If we are using this in a team setting, sometimes people will initially code using database credentials directly in code before moving them to a dotenv file.
With that said,
Are these credentials then stored anywhere at all? If I ask for a code refactoring, etc that involves the file, etc.
If they aren’t in file but in a dotenv file, are dotenv files safe?
In the above scenarios, are there ways to be protected fully?
Env files are usually already included in the .gitignore file, so Cursor will not index them. When they’re not in the index, they also won’t be used in your messages when you use codebase context. If you don’t have your env file in your .gitignore file, you should ignore your env file by going to the AI sidebar => More => Ignore Files (under Codebase Indexing).
If your private credentials are directly in your code, they will probably be indexed and stored for the codebase context feature. However, putting private credentials directly in your code is generally something you should never do.
Your env file could still be used as context in your prompt if you have it focused and send a chat message. But as long as you have “Privacy mode” enabled, your prompt won’t be stored.
So in short: You should always place your env file in a .gitignore (or explicitly ignore it in the codebase indexing settings), avoid putting private credentials directly in your code, and enable privacy mode (which is enabled by default).
I agree and know this. I’m on a team that has committed plain text AWS credentials. I’d hate to just pull in a repo that I’m unaware of a file containing secrets and having that go anywhere we don’t own.
Most of our resources are VPN-gated.
I would say that I’ve developed with hard coded strings before, but never commit it. Just need to know how to ensure nothing gets saved.
Hi Jakob. Thanks for this information. I am pretty concerned about the security of credentials in .env files and that they never get indexed or used for queries or any other form. If I understand you correctly, putting the .env files into .gitignore (what we consider mandatory for our codebases) and using the privacy mode, will make sure, that the .env files are safe from being processed in any way and will never leave our machines? What if the .env file would be active in the editor and we use search or chat functions? Would this lead to indexing or uploading of the .env content? Many thanks for an eventual answer.

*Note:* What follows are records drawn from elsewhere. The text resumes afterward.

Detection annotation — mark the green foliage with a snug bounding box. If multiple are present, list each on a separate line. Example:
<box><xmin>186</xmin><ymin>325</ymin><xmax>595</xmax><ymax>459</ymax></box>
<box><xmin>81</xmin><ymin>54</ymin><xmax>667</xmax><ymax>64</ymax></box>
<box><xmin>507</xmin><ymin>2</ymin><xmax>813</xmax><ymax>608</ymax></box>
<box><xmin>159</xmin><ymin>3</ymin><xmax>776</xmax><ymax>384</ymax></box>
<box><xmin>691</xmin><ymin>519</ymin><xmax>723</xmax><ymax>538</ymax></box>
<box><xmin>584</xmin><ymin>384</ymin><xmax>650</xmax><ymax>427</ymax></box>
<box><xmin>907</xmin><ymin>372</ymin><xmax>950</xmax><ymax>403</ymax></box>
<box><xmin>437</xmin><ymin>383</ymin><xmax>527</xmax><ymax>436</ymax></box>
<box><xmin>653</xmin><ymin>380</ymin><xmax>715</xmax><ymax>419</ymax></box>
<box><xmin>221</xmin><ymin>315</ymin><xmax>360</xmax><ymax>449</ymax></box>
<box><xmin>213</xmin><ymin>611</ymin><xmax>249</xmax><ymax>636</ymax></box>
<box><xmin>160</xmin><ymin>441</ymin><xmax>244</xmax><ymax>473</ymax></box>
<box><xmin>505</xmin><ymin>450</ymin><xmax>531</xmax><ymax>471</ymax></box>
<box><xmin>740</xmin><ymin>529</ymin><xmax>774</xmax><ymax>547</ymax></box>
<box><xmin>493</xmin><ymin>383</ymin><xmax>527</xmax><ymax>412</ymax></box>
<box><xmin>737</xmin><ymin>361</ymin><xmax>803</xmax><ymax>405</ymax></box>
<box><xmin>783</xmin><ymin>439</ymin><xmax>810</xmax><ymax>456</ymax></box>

I have already put .env files into .cursorignore
but when I asked Can you look at my .env file and see what is inside? to both chat and composer
While Chat refused to read the file, Composer still read my credential and showed me…
Is it bug or something?
I followed this issue for a while here on the Cursor forum. It still is unclear to me how they want to fix it. Afaik Cursor still can’t guarantee that .env and other sensitive files are not touched by the AI. Please someone correct me, it this is now changed. I work on Windows using System Environment Variables and the Python OS Python Dot Env module. So I need no .env files anymore. It is not optimal but at least more secure. I think this topic is very important for secure development environments. I hope they address this asap.